Ainsi à titre personnel, je ne trouve pas qu’il y ait beaucoup de différences entre
American Nervoso et
We Are The Romans. Sur la forme, peut-être, dans la mesure où la production de Matt Bayles sur ce premier album s’avère effectivement un poil plus abrasive et certainement plus sèche mais sur le fond pas vraiment… Déjà à l’époque c’est bien la guitare syncopée et nerveuse de Dave Knudson qui menait la danse grâce à ces riffs à l’efficacité immédiate mais aux tournures pour le moins tarabiscotées et bruyantes. Une approche particulièrement incisive offrant une véritable variété de rythmes tout au long de ces trente-cinq minutes frénétiques néanmoins nuancées par quelques passages plus en retenue (on pense par exemple à "Hutton's Great Heat Engine" et à ce moment débuté à 2:38 habilement souligné par les paroles suivantes :
"It’s so quiet here", aux premiers instants de "Dead For A Minute" (titre qui donnera son nom à un excellent groupe français évoluant naturellement dans le même registre) suivi de cette séquence entamée à 1:58, de "Oma" et ses derniers instants au piano...) permettant très justement de mettre encore davantage en exergue tous les moments plus intenses qui ponctuent
American Nervoso. Une approche dynamique et cadencée qui confère à la musique des Américains ce côté à la fois intense et complexe et en même temps terriblement accrocheur. Car toutes ces dissonances, larsens et autres passages chaotiques ne sont pas là pour assommer l’auditeur et le laisser sur le bas côté mais bel et bien pour l’embarquer dans ce tumulte éprouvant et mouvementé. Seulement monsieur Knudson n’est pas le seul à mériter les honneurs ici. De ces lignes de basse aux rondeurs aguicheuses qui posent les bases d’une section rythmique pleine d’énergie, de groove et de vivacité à cette batterie chaloupée qui nous régalent de ces plans syncopés et viriles quelque part entre Jazz, Hardcore et Metal sans oublier bien évidemment le chant écorché et passablement énervé (doux euphémisme) d’un Dave Verellen constamment au bord de la rupture, ce premier album n’est pas l’accomplissement d’un seul homme mais le travail de quatre garçons touchés par la grâce.

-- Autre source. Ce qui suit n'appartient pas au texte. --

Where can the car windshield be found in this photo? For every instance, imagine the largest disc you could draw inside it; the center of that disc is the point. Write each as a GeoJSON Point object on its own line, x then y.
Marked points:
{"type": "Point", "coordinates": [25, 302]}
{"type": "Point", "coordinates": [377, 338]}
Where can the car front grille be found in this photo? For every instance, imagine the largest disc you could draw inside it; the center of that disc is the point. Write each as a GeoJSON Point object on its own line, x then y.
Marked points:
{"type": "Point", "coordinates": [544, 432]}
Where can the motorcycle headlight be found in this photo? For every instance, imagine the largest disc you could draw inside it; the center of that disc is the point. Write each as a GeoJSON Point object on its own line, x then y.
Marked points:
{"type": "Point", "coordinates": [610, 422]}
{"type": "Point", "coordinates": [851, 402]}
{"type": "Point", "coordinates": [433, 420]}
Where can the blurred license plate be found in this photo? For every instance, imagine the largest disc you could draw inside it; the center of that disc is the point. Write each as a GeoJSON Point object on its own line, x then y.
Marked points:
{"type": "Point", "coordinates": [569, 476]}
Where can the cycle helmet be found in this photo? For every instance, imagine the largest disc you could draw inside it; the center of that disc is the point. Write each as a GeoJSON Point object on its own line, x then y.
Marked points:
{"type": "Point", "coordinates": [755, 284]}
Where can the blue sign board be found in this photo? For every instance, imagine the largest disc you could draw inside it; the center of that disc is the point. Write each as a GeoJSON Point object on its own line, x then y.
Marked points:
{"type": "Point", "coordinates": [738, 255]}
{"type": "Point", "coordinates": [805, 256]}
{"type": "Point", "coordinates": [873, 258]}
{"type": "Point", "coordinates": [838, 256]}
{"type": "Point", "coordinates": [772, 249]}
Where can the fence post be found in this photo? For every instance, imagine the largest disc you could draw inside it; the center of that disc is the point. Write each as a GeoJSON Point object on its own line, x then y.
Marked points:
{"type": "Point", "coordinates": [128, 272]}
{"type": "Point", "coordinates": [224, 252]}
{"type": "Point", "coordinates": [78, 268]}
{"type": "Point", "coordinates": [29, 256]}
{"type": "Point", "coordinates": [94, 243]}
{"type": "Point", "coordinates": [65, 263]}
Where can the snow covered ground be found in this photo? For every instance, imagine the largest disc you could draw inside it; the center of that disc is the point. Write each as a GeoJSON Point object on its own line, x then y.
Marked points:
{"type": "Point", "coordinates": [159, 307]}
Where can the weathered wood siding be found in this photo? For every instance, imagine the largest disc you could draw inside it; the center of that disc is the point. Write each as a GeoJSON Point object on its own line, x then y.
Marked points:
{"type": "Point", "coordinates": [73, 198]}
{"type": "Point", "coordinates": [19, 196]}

Aussi face à ce monument de la scène Hardcore dite Chaotique, je n’ai pas d’autre choix moi non plus que de lui mettre la note maximale. Bien entendu, la découverte de celui-ci à l’époque de sa sortie joue très probablement un certain rôle dans l’appréciation que je peux lui porter encore aujourd’hui mais très honnêtement, je ne trouve pas qu’il soit foncièrement en deçà de son successeur qui lui non plus n’a pas volé la note qui lui a été attribué. Pour moi, tout est déjà là, parfaitement dosé, savamment orchestré, brillamment exécuté, intelligemment restitué. Ainsi, au même titre que
We Are The Romans,
American Nervoso s’impose sans aucun mal comme une véritable leçon de Hardcore chaotique et noisy. De celles qui ont fait date dans l’histoire et sur lesquelles il est important de revenir régulièrement pour comprendre ce qui se passe encore aujourd’hui. Bref un premier album absolument incontournable qui, comme tout le reste de leur discographie, méritait bien sa place ici.